Shirley Grey and Richard Dix in The Public Defender
The Shadow and the Reckoner were created an ocean apart and too close together in time for one to be an imitation of the other. Gibson and Goodchild both were prolific mystery writers in the early 30s and Goodchild had created several detective heroes prior to the Reckoner. What made The Reckoner interesting and perhaps even relevant today was that he went after corrupt financiers and bankers with the style of a modern day Robin Hood. The Reckoner was an identity created by millionaire playboy Pike Winslow who wanted to get revenge against and bring to justice a group of corrupt bank executives who framed an innocent man for their crimes. That innocent man just happened to have a daughter that Winslow Pike loved. In the movie adaptation of “The Public Defender”, Winslow is played by Richard Dix. Helping Winslow in his efforts to bring down the corrupt bankers are “The Professor” played by Boris Karloff. The Professor is the “talent”, the guy who does the research and gets all the info that Winslow needs to bring down the bankers. The Professor is Winslow’s “Alfred.” Then there’s Winslow’s other partner Doc played by Paul Hurst. Doc is a dead ringer for Shadow sidekick and cab driver Moe “Shreevy” Shrevnitz. Doc is the “muscle”. He helps run interference so that boss Winslow can skip over the flunkies on his way to the top dog. Doc is Winslow’s Robin.

Irene Dunne and Richard Dix in the Oscar winning "Cimarron"

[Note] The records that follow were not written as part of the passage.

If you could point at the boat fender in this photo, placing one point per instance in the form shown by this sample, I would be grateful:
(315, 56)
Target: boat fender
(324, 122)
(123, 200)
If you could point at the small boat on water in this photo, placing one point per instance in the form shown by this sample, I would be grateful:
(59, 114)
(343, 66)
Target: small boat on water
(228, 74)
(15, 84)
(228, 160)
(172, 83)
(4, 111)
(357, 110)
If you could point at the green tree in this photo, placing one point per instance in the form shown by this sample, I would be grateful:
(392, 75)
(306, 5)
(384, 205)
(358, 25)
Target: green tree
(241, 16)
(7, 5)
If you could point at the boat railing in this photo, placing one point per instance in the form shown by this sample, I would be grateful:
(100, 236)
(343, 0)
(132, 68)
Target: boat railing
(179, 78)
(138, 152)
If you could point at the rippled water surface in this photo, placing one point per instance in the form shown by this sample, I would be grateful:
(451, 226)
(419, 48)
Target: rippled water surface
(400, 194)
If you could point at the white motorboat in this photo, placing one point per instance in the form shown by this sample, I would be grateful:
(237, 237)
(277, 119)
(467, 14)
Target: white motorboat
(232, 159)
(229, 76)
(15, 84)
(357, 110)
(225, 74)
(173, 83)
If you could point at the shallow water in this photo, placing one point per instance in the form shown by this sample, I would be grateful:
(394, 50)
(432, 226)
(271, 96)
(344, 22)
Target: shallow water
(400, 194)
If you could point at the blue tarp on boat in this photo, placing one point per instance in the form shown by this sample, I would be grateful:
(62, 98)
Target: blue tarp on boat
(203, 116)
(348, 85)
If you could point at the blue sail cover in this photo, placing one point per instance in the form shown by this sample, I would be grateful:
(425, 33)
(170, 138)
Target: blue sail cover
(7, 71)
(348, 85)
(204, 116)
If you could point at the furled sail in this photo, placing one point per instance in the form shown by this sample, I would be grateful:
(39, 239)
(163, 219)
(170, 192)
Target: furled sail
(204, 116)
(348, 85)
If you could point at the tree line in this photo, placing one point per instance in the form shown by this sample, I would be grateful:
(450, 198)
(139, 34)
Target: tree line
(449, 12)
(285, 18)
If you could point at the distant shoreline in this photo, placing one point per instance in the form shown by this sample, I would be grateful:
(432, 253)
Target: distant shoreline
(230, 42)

Over the course of the film, the main villain turns the tables on The Reckoner, framing the vigilante for murder. Unfortunately for Winslow, his unsuspecting friend Inspector O’Neil is quickly closing in on the real identity of The Reckoner. This movie starts out kind of slow and I almost gave up on it as just another mediocre early 30s melodrama. But then we find out that Dix is a kick ass, Robin Hood Shadow hybrid of a vigilante who has Boris Karloff as a sidekick! How could I not watch that? I was glad I stuck with this fun little pulp movie adaptation. I liked seeing Karloff as a hero (albeit a devious looking one) and I enjoyed the similarities to other pulp heroes who were just a year or so away from being created. Dix’s foray into the world of pulp didn’t end with The Reckoner. He would go on to star in The Whistler film series. The Whistler owed much to the Shadow’s early roots. Like the early version of the Shadow, the Whistler was a mysterious figure who narrated stories of criminals who learned the hard way that crime did not pay. But instead of a maniacal laugh, the Whistler…um…whistled.

Richard Dix loses his mind in Val Lewton's The Ghost Ship(1943)
1931 was a good year for Richard Dix. He was nominated for a best actor Oscar for his performance in the film adaptation of Edna Ferber’s Cimarron. Cimarron won a then record 7 nominations and won three for production, writing adaptation and art direction. Richard Dix is an interesting actor to watch and over time I have become a fan. You might not “get” Richard Dix if you only watch one or two of his films. He’s an acquired taste and often comes off as kind of wooden. But he has given some rather complex and poignant performances over the course of his far too short career. If you really want to see why I’m a fan of Richard Dix, take a look at his transformation from conscientious objector to bloodthirsty killer in the WW1 film Ace Of Aces(1933). Watch his frightening performance as the homicidal ships captain who slowly goes insane in The Ghost Ship(1943) or watch him in It Happened In Hollywood(1937) as the kind hearted cowboy turned Hollywood silent star whose loses it all with the onset of talkies, struggling to keep his integrity and be worthy of the adoration of his young fans even as he entertains the idea of a life of crime. Turner Classic Movies shows the occasional obscure Richard Dix film now and then. Check out his films if you get the chance. He might just grow on you.